AI in Cardiology Through the use of Medical Devices

Introduction

Wearable devices, such as smartphones, smart bands, and smartwatches, are now being used to detect Atrial fibrillation (AF), offering non-invasive and instantaneous access to patients. Moreover, voice technology, through voice assistants like Amazon’s Alexa or Google Assistant, is emerging as a valuable tool for remote monitoring and the provision of medical services in cardiology. These advancements in AI-driven clinical decision making with medical devices are transforming the way cardiovascular diseases are diagnosed and managed. AI in cardiology and medical devices have pioneered how personalised our healthcare can be.

Wearable Devices for AF Detection

AF detection can be challenging due to the limitations of current diagnostic methods. However, advancements in technology have paved the way for the use of wearable devices in detecting AF. These devices, such as smartphones, smart bands, smartwatches, earlobe sensors, and handheld electrocardiogram devices, offer non-invasive and instantaneous access to patients.

The Apple Watch and AliveCor are notable examples of wearable devices that enable uninterrupted monitoring and individual analysis of electrocardiogram (ECG) signals. The KardiaBand from AliveCor, a smartphone application based on machine learning (ML), has been developed for the recognition of AF from an ECG. In a randomized controlled trial (RCT) of AF screening, the AliveCor Kardia monitor connected to a WiFi-enabled iPod successfully detected AF in ambulatory patients aged 65 and above at high risk of stroke.
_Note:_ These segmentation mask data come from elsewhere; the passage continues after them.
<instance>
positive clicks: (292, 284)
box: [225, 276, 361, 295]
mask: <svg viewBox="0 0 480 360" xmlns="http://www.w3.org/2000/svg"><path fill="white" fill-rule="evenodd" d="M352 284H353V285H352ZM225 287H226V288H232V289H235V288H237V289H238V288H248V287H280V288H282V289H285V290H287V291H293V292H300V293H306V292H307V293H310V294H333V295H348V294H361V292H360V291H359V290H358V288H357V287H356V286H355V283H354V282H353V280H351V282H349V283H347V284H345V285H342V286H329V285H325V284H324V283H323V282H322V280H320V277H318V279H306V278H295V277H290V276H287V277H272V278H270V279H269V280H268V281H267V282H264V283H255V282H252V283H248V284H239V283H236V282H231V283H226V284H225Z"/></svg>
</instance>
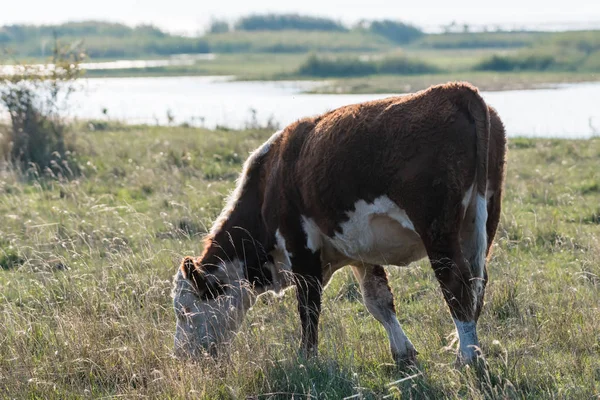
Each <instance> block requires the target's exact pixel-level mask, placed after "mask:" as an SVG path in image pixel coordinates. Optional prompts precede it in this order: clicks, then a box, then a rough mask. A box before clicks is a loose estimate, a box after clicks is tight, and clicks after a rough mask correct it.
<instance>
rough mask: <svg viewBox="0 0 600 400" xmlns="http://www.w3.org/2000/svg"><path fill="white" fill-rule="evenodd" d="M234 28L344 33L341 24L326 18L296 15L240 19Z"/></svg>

This screening method proved to be more effective than routine monitoring over a 12-month period.

Smartphone Utilization in Identifying Subclinical AF

The Apple Heart Study demonstrated the effectiveness of smartphones in identifying patients with subclinical paroxysmal AF. With data from 420,000 participants, the study detected irregular pulses in 0.5% of patients, 34% of whom were diagnosed with AF confirmed by ECG. Participants who received notifications about their irregular pulse had a higher likelihood of commencing anticoagulant or antiplatelet treatment. A significant number of patients diagnosed with AF underwent further interventions such as cardioversion, implantable loop recorder placement, anti-arrhythmic medication initiation, and ablation.

Voice Technology for Remote Monitoring and Medical Services

Voice technology, through voice assistants like Amazon’s Alexa or Google Assistant, has gained popularity for mainstream use. These advanced software architectures, based on neural network techniques, enable speech recognition and generate human-like responses. Voice assistants are now being utilized as emerging tools for remote monitoring and the provision of medical services.

In the field of cardiology, voice applications have proven to be valuable. For instance, the Mayo Clinic First Aid skill provides medical guidelines, including cardio-pulmonary resuscitation instructions. The CardioCube voice application facilitates paperless medical history taking in outpatient cardiology clinics, generating accurate reports.

Conclusion

The integration of AI into cardiology through medical devices has developed the detection and management of AF. Wearable devices, such as smartphones and smartwatches, offer non-invasive and instantaneous access to patients, allowing for continuous monitoring and analysis of electrocardiogram (ECG) signals. Voice technology has emerged as a valuable tool for remote monitoring and the provision of medical services in the field of cardiology.